World New Music Days
Eugene Goossens Hall, May 7
Campbelltown Arts Centre, May 8
Reviewed by Harriet Cunningham
Published in Sydney Morning Herald 11/5/10
Eight days into the International Society for Contemporary Music’s 2010 World New Music Days, the festival shifted to the Eugene Goossens Hall. ‘Young Guns’ was a showcase of new chamber music performed by the Sydney Symphony Fellows. These impressive orchestral apprentices, conducted by Roger Benedict, presented four ISCM submissions plus an Australian contribution from composer Lachlan Skipworth. Latvian composer Santa Ratniece’s Alveoles was the most adventurous in terms of sound, using sticky textures and gritty note clusters to describe honey, while Hubert Stuppner’s Mahler-Bilder was the most entertaining. Indeed, the rich string tones and tantalizing shards of Mahler buried in the orchestration of this string octet (which was commissioned by the Kronos Quartet for the Mahler Festival in Toblach, Italy) felt like a wicked indulgence after the bloodless esotericism of other works on the program.
NZTrio brought with them a program of new music from either side of the Tasman, much of it commissioned by or written specifically for them. It made for an interesting contrast with programs generated from the mixed bag ISCM submissions: while there were few surprises, NZTrio’s performances were consistently well-polished, persuasive, enthused even. Jack Body’s Fire in the Belly was the highlight for me in a consistently fascinating range of works. Bravo.
Much of World New Music Days has been powered by Sydney musicians but, with the financial help of the European new music network, Re:New, the penultimate concert featured the Spectra Ensemble from Belgium. As their name suggests, much of their work is in exploring Spectralism, where music is generated from computer-based sound analysis. The theory behind the music heads into the outer realms of physics and philosophy, boggling the mind and, sometimes, enchanting the ear. The most successful works on this program, however, went beyond the theory, adding a playful human element. Lettre Soufie: Sh(in) by Jean Luc Fafchamps was a moving fabric of murmurs and outbursts, while D’un reve parti, by French composer Bruno Mantovani, made a pragmatic elision between complexity and techno music resulting in an engaging aural workout.
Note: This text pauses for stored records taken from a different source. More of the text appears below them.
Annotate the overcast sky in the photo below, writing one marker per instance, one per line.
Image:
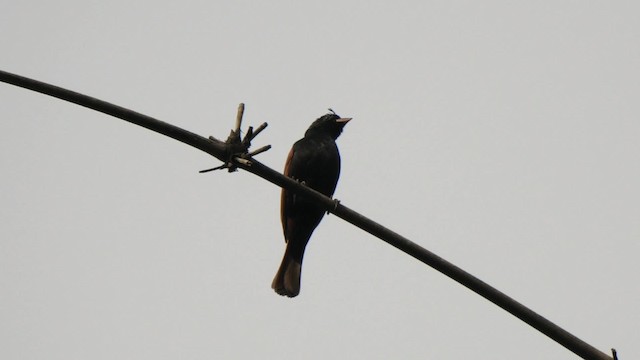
(501, 135)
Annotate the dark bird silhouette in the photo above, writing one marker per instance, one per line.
(315, 161)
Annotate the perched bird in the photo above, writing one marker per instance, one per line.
(315, 161)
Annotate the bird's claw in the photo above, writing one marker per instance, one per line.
(336, 202)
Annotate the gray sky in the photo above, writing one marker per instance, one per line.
(503, 136)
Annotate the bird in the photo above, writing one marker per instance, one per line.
(314, 161)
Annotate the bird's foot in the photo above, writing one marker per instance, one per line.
(336, 202)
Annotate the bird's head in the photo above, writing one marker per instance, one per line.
(330, 124)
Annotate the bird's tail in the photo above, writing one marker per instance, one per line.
(287, 280)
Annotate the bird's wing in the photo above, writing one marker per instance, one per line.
(286, 199)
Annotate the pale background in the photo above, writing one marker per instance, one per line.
(501, 135)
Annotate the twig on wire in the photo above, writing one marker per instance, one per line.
(236, 155)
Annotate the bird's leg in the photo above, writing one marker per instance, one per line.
(336, 202)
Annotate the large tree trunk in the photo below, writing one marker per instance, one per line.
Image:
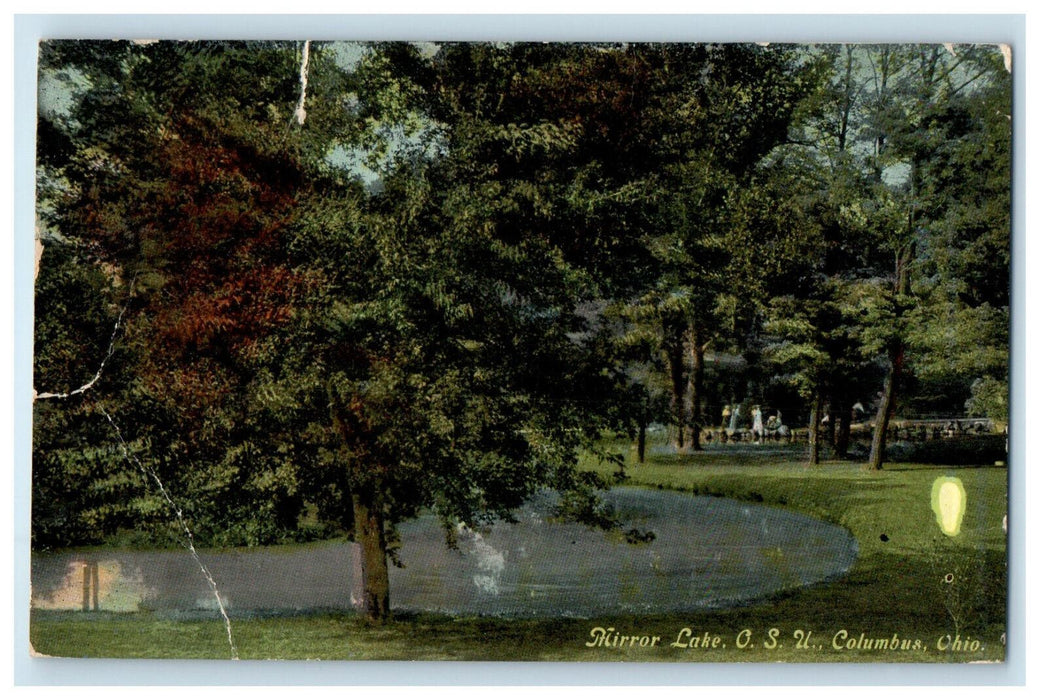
(697, 384)
(894, 370)
(886, 408)
(371, 536)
By the time you read this most of the ISCM delegates will be on their way home, and Sydney’s first ever World New Music Days will be over. It has been an impressive ten days with consistently good performances, sold out venues full of engaged audiences, plenty of rewarding discoveries and much energetic debate. Best of all, it has been a music festival which maintained a firm focus on listening rather than talking. For while discussing the theories and challenges of music at the bleeding edge of creativity is all very well, in the end the music has to speak for itself. So congratulations to artistic director Matthew Hindson and congratulations to the performers, composers and audiences who venture into the uncharted and sometimes unfriendly waters of new music. There are many treasures out there.